Ibu hanya diam, tapi dengan satu mata yang terbuka, aku bisa lihat, ada kesedihan yang tertutup kemarahan di wajah ibu. Sepanjang perjalanan pulang dan selama seminggu ke depan, ibu selalu membahas omongan dari dokter tersebut, ibu merasa tersinggung dan usahanya untuk memenuhi giziku tidak dihargai, “Kamu anak yang cerdas! Kebutuhan gizimu terpenuhi!” begitu kata ibu, begitu kata ibu hingga hari ini.
Ibu merupakan salah satu wanita yang berjuang mati-matian agar aku memiliki tubuh dengan berat badan ideal, ibu membawaku ke dokter berkali-kali. Aku minum suplemen, vitamin, dan jenis susu yang beragam. Aku tidak akan menyia-nyiakan usaha ibu, selain tenaga, dibutuhkan juga biaya yang besar untuk konsultasi ke dokter dan membeli apapun yang tertulis di kertas resep itu dan semuanya akan terasa tidak terlalu membebani ketika aku menurut pada ibu dan meminum apapun yang ibu anjurkan. Tahun terus berganti, usiaku bertambah, lingkungan pertemananku berubah, aku tumbuh menjadi orang yang tetap malu akan kondisi fisikku dan tetap berusaha menutupinya, walaupun jelas terlihat, apapun pakaian yang kupakai, aku akan tetap terlihat kurus.
Di usia remaja, aku tidak punya pakaian warna hitam karena katanya, pakaian hitam membuat badanku semakin kurus. Aku selalu memakai pakaian yang menutupi collarbone-ku yang sangat ‘legok’ ini. Aku juga selalu memilih pakaian dengan bagian lengan tertutup, maklum tanganku kecil sekali bahkan sering mendapatkan ledekan, “Ih, langsung kepegang loh tulangnya,” “Ya Allah, nggak ada dagingnya.” Hehe, tidak apa-apa, mungkin memang kenyataannya seperti itu.

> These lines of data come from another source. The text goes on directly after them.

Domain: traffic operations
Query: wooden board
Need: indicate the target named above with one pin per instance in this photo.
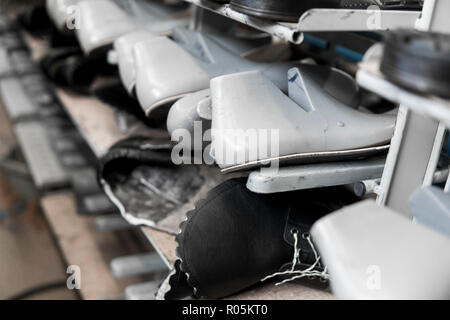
(97, 123)
(92, 250)
(95, 120)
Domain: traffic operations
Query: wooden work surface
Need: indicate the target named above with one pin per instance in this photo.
(92, 250)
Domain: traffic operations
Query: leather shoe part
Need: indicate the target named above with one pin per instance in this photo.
(234, 238)
(418, 61)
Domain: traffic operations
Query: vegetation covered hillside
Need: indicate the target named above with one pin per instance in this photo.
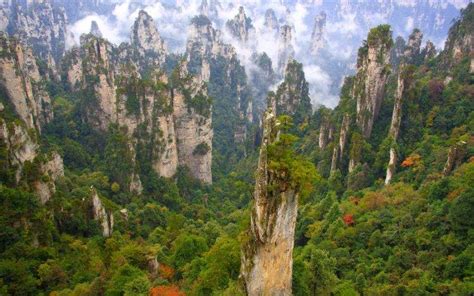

Aku merasa sangat kebal dengan candaan dan ucapan demikian, aku tidak pernah menanggapi sungguh-sungguh perkataan dari mereka, aku tidak pernah marah, kecuali perkataan itu datang dari orang yang aku sayangi. Hingga suatu hari, salah satu laki-laki yang telah mengenalku selama 7 tahun (dan 2 tahun menjalin hubungan percintaan), yang pernah bilang kalau tidak ada yang salah dengan kondisi fisikku pun bilang, “Pergelangan tanganmu kecil banget!” “Kamu nggak mau beli baju baru? Gaya kamu dari dulu gini-gini aja,” “Kamu harusnya pake baju yang lebih sporty biar nggak keliatan terlalu kurus." Aku pun langsung marah padanya, bukan karena deretan kenyataan yang ia ucapkan, tapi karena aku kecewa, cara pandangnya akan diriku telah berubah, dia mengingkari ucapannya sendiri. Di hari itu, aku sadar, secinta apapun orang padaku, suatu hari penampilanku akan mengganggu penglihatannya juga.

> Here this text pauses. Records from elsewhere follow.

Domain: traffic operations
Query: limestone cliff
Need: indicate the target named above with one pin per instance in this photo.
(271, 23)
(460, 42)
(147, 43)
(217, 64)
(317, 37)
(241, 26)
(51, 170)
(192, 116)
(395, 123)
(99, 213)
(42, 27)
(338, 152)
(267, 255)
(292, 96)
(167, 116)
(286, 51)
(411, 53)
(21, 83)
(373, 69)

Selain lelaki itu, ada seorang perempuan yang cukup dekat denganku, ia seusia ibuku, dan memiliki anak yang seumuran denganku. Aku memanggilnya tante dan aku memiliki hubungan yang sangat baik dengan anaknya. Di suatu sore, aku menemani tante ini di rumah sakit, sengaja menemaninya karena keluarganya sedang sibuk dan belum bisa menemani. Di dalam ruangan VIP itu, tante menyuruhku makan. Aku pun segera mengambil sisa makan siangku yang belum habis dan memakannya, tante itu melihatnya, dan mengatakan jika makanku dikit sekali, dan lagi-lagi aku harus mendengar kalimat ini untuk yang kedua kali dalam hidupku, “Gizi buruk,” katanya.
Aku yang sedari siang berusaha ramah merawat tante pun langsung mendadak berwajah datar. Kali ini aku tidak bisa tersenyum, hatiku rasanya sedih, lebih sedih dari waktu itu ketika tante ini menyuruh anaknya untuk memberiku makan sehari-hari karena aku sangat kurus, padahal aku tidak pernah meminta atau kekurangan makan sekali pun. Aku teringat betapa susahnya ayahku mencari uang untuk memenuhi kebutuhan makan sehari-hari keluarganya, aku teringat berapa banyak waktu sarapan yang ibu lewatkan agar dapat mempersiapkan bekal makan anak-anaknya. Maafkan aku ayah dan ibu, karena penampilan fisikku, usaha kalian jadi tertutupi.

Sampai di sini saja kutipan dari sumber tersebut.